First, recruiting job candidates possessing high achievement drive and self-confidence may result in a professional staff that is motivated to remain proficient, exerts updating efforts in order to maintain high levels of professional competency, and are cognitively involved in learning environments. In fact, considering the path coefficients from the research model analysis, personality differences affect the competency of ITP more than the characteristics of work assignments and organizational updatin climate.

Second, personality differences should be considered an important component of professional development programs and technology transition programs…

Requisite Organization (RO) would offer that this is about capability (capacity for information processing).
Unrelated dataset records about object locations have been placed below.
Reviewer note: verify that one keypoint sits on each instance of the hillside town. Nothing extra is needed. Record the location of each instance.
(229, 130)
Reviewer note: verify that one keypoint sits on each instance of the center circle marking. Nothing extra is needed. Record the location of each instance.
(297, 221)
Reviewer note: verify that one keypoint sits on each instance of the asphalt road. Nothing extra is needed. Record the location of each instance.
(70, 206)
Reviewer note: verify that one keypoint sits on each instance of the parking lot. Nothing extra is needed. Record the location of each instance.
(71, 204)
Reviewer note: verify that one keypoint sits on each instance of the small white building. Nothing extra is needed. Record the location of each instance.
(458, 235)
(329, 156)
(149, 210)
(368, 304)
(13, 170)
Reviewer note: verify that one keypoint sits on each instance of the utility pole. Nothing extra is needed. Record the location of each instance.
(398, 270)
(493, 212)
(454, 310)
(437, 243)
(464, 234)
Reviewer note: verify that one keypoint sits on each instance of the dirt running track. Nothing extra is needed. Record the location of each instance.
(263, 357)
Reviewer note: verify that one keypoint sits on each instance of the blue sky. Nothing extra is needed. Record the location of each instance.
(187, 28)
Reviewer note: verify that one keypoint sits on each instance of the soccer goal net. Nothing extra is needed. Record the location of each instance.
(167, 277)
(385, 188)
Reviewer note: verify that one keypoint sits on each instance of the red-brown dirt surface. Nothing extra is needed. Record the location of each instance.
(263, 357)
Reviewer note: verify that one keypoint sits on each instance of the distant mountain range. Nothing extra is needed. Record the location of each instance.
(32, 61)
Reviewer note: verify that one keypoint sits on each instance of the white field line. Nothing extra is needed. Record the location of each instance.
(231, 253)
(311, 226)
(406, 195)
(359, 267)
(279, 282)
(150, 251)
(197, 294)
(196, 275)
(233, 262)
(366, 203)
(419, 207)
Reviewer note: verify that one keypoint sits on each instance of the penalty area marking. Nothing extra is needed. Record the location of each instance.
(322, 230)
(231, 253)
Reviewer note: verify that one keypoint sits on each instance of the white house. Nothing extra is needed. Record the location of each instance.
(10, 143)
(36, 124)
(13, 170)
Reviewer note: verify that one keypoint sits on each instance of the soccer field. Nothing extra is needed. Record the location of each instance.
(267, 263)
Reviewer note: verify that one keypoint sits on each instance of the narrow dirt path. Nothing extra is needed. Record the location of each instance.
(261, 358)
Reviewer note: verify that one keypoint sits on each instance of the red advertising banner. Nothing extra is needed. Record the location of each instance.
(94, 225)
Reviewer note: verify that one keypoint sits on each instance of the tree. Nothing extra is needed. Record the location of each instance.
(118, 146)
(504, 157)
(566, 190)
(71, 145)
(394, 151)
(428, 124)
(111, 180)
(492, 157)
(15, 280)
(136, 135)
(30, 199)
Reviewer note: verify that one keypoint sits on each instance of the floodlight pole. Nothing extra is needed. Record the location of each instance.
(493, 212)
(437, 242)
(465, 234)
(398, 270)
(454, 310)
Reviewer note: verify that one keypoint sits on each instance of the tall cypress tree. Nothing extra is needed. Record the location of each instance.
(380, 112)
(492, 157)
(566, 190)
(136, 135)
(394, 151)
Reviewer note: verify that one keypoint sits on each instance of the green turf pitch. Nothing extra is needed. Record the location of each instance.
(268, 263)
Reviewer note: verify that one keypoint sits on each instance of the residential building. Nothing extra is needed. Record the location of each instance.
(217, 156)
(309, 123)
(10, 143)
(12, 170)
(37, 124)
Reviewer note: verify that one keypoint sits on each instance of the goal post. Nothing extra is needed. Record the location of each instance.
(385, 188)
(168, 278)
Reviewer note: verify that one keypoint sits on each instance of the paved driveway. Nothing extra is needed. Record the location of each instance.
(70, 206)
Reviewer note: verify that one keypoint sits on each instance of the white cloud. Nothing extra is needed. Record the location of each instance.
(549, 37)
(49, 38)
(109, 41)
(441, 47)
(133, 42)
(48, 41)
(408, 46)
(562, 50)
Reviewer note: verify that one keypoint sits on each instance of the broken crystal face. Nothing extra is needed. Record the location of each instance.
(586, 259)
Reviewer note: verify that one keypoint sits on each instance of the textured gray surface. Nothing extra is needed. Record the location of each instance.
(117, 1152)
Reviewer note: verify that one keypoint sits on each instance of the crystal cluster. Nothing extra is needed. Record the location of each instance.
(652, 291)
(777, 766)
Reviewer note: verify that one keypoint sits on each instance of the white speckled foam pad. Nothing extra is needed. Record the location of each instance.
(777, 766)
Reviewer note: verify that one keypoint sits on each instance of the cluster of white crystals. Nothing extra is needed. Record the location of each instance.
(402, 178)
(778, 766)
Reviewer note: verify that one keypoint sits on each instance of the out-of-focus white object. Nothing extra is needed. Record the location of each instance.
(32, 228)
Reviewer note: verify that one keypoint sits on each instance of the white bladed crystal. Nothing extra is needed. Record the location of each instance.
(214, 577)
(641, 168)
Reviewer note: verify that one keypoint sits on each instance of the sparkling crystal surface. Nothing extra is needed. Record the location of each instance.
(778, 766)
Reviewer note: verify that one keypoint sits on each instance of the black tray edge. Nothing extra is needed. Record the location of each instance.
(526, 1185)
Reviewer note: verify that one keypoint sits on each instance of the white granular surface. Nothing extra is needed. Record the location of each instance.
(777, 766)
Their statement that “Organizations planning major technological changes that require new knowledge and skill sets should … first elevate the self-efficacy and achievement need of persons targeted for retraining” sounds good, but fails in implementation.

It is interesting how intuitively satisfying their results are: we already know that this is true from experience. There are people who seem more interested in learning new things than others. I’m not sure that this always bleeds over into competence — I learn constantly, partly out of fear and partly out of sheer psychological need.

“Factors Affecting Professional Competence of IT Professionals”, by J. Ellis Blanton, Thomas Schambach and Kenneth J. Trimmer. From Proceedings of the 2000 ACM SIGCPR Conference on Computer Personnel Research(?)